En 2002, quand Álvaro Uribe prenait ses fonctions, les guérillas et les groupes paramilitaires étaient extrêmement puissants. Plus de trois cent mairies étaient fermées, près de trois mille Colombiens étaient en captivité. En outre, il était dangereux de s’aventurer sur les principaux axes routiers. Uribe lança une lutte sans trêve contre les bandes armées; un combat qui fut couronné de succès. A la fin de son mandat, en 2010, l’Etat colombien avait repris le contrôle du pays. Les Forces armées révolutionnaires de Colombie (FARC) sont aujourd’hui acculées.
L'embellie économique
Le renforcement de la sécurité a entraîné des améliorations sur le plan économique. La croissance de la Colombie est de 5% par an, soit trois points de plus que la moyenne mondiale. En 2011, elle a même atteint 6%. Près de trois millions d’emplois ont été créés, le taux de chômage étant passé de 22 à 12%. Les exportations ont été multipliées par trois, de même que les investissements étrangers. L’inflation est retombée à 3,7% et la pauvreté est passée de 56 à 45%. Le budget consacré à la santé et à l’éducation a été revu à la hausse, bien que la guerre représente de lourdes dépenses publiques.

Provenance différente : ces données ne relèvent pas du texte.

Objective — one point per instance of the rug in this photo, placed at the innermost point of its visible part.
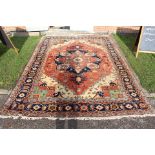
(81, 76)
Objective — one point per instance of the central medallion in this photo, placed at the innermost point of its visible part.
(77, 65)
(77, 62)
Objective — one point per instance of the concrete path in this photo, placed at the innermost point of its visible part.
(147, 122)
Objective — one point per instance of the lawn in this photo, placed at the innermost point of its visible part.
(11, 64)
(144, 65)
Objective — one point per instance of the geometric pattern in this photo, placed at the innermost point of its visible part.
(76, 77)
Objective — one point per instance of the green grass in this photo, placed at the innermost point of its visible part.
(144, 65)
(11, 64)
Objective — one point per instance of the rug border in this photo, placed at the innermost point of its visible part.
(103, 114)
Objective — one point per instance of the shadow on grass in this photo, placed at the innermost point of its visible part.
(17, 41)
(130, 43)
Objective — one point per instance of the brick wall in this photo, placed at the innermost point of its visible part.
(114, 29)
(109, 29)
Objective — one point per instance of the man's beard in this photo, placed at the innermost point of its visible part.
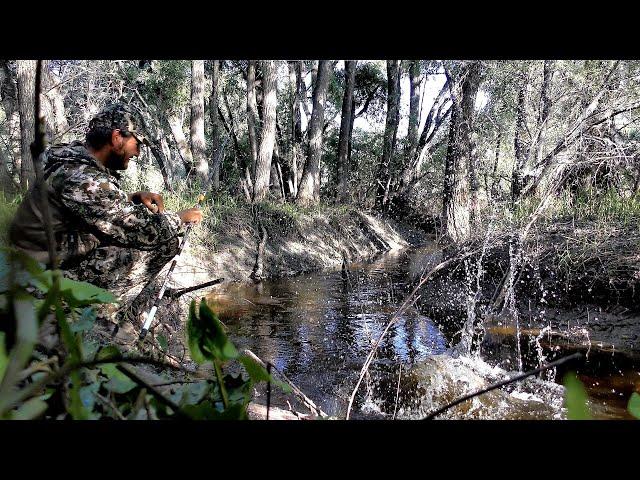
(116, 162)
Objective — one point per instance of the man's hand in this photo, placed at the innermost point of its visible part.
(152, 201)
(191, 215)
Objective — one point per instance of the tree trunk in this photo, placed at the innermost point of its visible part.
(309, 192)
(252, 115)
(8, 92)
(263, 165)
(345, 124)
(60, 126)
(181, 141)
(26, 75)
(545, 106)
(518, 144)
(414, 108)
(495, 182)
(7, 184)
(390, 132)
(198, 148)
(455, 205)
(215, 124)
(295, 80)
(46, 104)
(9, 99)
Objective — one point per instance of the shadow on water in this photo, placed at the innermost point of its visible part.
(318, 329)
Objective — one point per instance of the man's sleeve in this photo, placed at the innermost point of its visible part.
(100, 203)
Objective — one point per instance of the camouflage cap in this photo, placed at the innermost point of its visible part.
(119, 116)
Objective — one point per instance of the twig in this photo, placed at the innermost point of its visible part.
(395, 408)
(408, 301)
(517, 378)
(306, 400)
(182, 291)
(12, 399)
(110, 404)
(161, 398)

Naturellement, la Colombie n’a pas résolu tous ses problèmes, dont une immense pauvreté et des inégalités intolérables. Les FARC comptent encore huit mille hommes, et de nouveaux groupes criminels se sont développés. Dans le pays, seulement 15% des routes sont pavées.

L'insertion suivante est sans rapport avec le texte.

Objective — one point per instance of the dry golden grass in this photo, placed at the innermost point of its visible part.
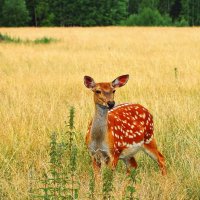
(39, 82)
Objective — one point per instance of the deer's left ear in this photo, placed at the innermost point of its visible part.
(89, 82)
(120, 81)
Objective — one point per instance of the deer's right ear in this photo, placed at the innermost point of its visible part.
(89, 82)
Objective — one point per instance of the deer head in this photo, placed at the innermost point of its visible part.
(104, 92)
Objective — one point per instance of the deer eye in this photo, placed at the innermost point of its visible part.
(98, 92)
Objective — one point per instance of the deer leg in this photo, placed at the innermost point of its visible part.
(152, 151)
(130, 162)
(96, 167)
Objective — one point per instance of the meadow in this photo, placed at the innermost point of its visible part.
(39, 82)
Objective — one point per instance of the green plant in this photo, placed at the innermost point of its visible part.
(44, 40)
(9, 39)
(130, 190)
(59, 182)
(107, 183)
(148, 17)
(91, 185)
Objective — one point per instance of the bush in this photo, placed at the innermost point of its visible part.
(182, 22)
(148, 17)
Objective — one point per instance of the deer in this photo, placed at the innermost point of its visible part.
(119, 132)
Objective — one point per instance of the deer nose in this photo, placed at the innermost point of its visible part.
(111, 104)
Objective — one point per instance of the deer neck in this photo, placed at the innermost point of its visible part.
(99, 124)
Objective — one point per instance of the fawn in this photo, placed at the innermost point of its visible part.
(119, 132)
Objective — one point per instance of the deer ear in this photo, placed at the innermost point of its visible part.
(89, 82)
(120, 81)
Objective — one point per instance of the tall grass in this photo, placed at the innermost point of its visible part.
(8, 39)
(38, 84)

Lorsque j’ai interrogé Álvaro Uribe sur les tensions qui caractérisent ses relations avec son ancien ministre de la Défense qui n’est autre que l’actuel président de la Colombie, Juan Manuel Santos, il m’a répondu qu’il ne voulait pas parler de ses «tristesses personnelles». Mais il n’a pas hésité à faire référence aux régressions que connaît, selon lui, le pays:
«Je n’ai pas fait un paradis, mais j’ai mis le pays sur la bonne voie. Or, à l’heure actuelle, je m’inquiète de son évolution», m’a-t-il confié.
Le recul actuel
Concrètement, il a dénoncé le regain d’insécurité et des «signaux équivoques en matière de relations internationales et de soutien à la démocratie». Sur ce dernier point, et s’agissant de la relation plus harmonieuse entre son successeur et Hugo Chávez, il m’a expliqué sur un ton appuyé:
«L’un des problèmes, c’est la complaisance de certains gouvernants vis-à-vis des dictateurs. Moi, je ne me suis pas montré complaisant à l’égard de ces nouvelles dictatures (…) [En échange de cette relation apaisée], le gouvernement du Venezuela a remis au président Santos des prix de consolation, des membres de bas niveau des FARC. Les vrais chefs continuent de bénéficier de la protection du Venezuela.»
J’ai également branché Uribe sur le soutien inconditionnel de l’ancien président brésilien, Lula da Silva, à Chávez, et lui ai demandé de développer le message qu’il avait posté sur Twitter:
«Lula combattait Chávez en son absence et, en la présence de Chávez, il tremblait».
Un sourire roublard se dessina sur ses lèvres, puis il me dit: «Restons-en là…».
Enfin, j’ai voulu savoir pourquoi il était si attaqué en Colombie? Ce à quoi il a répondu:
«Lorsque j’ai pris des décisions difficiles, qui étaient nécessaires, je savais que je touchais aux intérêts de groupes très puissants —les criminels et leurs alliés bien établis dans la société et la politique— et je savais qu’ils ne me pardonneraient jamais. J’en paie aujourd’hui les conséquences.»
Pour ses millions de sympathisants, c’est une évidence. Pour ses détracteurs les plus farouches, en revanche, c’est encore un subterfuge d’Uribe visant à les faire taire. Une chose est sûre, au terme du mandat d’Álvaro Uribe, la situation générale de la Colombie s’était nettement améliorée.